Local model on coding has reached a certain threshold to be feasible for real work

Posted by Exciting-Camera3226@reddit | LocalLLaMA | View on Reddit | 41 comments

We ran open-weight 27B–32B models on Terminal-Bench 2.0 (89 tasks, terminal-bench-2.git @ 69671fb) through our agent harness. Best result was Qwen 3.6-27B at 38.2% (34/89) under the default per-task timeout — the same constraint the public leaderboard uses (Qwen's official post uses a more relaxed config) . We deliberately used the default setup for TB official leaderboard, because we wanted an apples-to-apples number against the verified leaderboard.

One interesting find is that MOE models still has a order of magnitude of improve in terms of inference speeds.

The interesting part isn't 38.2% in absolute terms — current verified SOTA is \~80% (GPT-5.5 / Opus 4.6 / Gemini 3.1 Pro). The interesting part is what 38.2% maps to in time.

Anchoring on model release dates of verified leaderboard entries:

Terminus 2 + Claude Opus 4.1 (released Aug 2025): 38.0%
Terminus 2 + GPT-5.1-Codex (Nov 2025): 36.9%
Claude Code + Sonnet 4.5 (Sep 2025): 40.1%
Codex CLI + GPT-5-Codex (Sep 2025): 44.3%

So today's best runnable-offline coding model lands roughly where the hosted frontier was in late 2025 — about a 6–8 month lag. That's the first time this has been close enough to matter for real deployments (regulated environments, air-gapped, on-prem CI, batch workloads).

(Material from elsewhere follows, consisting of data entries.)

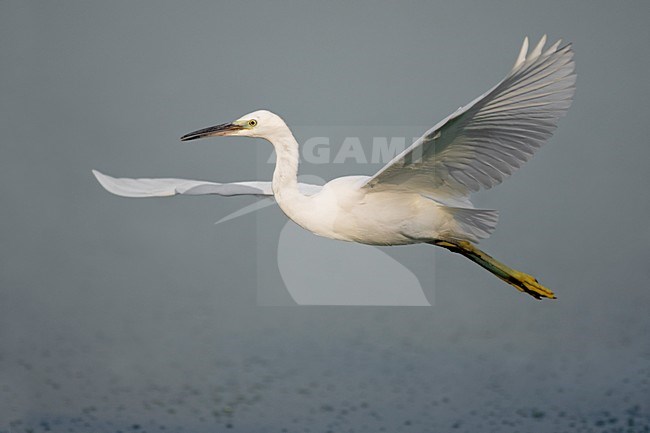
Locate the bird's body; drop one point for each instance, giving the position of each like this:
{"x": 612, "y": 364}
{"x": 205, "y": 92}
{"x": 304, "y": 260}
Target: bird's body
{"x": 422, "y": 195}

more details on our blog: https://antigma.ai/blog/2026/04/24/offline-coding-models

[-]

false79@reddit

People who know what they are doing with local models have been doing real work for a while now. I'm talking about the devs who know what aspects of their role is manually repetative and automating it with agentic tooling, freeing up time to tackle more important tasks (or not).

[-]

my_name_isnt_clever@reddit

I first used GPT-2 in AI Dungeon back in 2020 and even that trash model could do some useful things with text. I was getting use out of local LLMs in the Llama 3 days.

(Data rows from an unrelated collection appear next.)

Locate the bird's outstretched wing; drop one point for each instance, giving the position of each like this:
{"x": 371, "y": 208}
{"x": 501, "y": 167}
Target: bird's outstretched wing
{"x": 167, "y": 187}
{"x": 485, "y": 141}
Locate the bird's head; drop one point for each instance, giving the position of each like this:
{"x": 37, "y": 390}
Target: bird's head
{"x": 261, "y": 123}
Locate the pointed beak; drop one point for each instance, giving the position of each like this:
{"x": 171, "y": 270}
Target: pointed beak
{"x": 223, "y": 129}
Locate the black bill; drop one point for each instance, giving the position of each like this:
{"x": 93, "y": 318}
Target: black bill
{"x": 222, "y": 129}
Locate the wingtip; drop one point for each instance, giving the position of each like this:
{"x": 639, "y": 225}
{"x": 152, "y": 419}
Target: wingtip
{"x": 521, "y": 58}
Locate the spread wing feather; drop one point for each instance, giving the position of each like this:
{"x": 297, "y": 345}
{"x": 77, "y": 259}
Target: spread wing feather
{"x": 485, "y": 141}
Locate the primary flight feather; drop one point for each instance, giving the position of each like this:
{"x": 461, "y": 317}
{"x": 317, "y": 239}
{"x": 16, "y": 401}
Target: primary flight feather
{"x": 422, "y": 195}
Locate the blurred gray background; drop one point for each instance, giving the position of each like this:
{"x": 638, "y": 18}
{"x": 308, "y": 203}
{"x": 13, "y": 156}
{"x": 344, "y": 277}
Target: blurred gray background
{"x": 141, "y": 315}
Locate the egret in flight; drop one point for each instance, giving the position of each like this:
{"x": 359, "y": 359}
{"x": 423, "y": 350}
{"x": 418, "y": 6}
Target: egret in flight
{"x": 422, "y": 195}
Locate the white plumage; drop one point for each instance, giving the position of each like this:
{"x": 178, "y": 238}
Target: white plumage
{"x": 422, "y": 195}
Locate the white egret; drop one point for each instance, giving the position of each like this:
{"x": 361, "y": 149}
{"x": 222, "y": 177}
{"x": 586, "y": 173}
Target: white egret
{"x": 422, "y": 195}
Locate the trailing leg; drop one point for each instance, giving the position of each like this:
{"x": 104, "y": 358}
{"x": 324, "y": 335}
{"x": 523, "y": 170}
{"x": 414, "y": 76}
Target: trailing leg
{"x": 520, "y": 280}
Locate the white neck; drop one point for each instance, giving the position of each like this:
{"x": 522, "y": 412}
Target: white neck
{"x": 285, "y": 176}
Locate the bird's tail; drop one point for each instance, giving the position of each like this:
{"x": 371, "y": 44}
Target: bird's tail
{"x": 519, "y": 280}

They've gotten a hell of a lot more capable since then, but if you know how they work you don't need the pinnacle of frontier intelligence for AI to be useful.

[-]

false79@reddit

What I'm not finding helpful is people who are zero or one shotting prompts expecting magic, absolutely have zero clue what is happening within the LLM, and say it's useless.

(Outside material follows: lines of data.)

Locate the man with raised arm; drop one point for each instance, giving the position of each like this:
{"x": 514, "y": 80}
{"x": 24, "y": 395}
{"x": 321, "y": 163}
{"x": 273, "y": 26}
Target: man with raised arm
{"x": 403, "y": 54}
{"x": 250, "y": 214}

It really comes down to breaking down tasks, providing access to required context, and letting the LLM's reasoning connect the dots faster than a human would.

Even 4B models can do amazing time saving things, again if you know how they work.

[-]

the3dwin@reddit

Very very curious your workflow to get 4B models to give amazing results. The smaller models are fastest so again very very curious on your workflow. Please share.

[-]

false79@reddit

You can try it in a coding harness. Keep your tasks very lightweight and small, reference the files that need to be updated as part of the context or provide the fields and methods for the new class you need to make.

[-]

the3dwin@reddit

Thanks.

Just started hearing about "coding harness" any resources you recommend is highly appreciated.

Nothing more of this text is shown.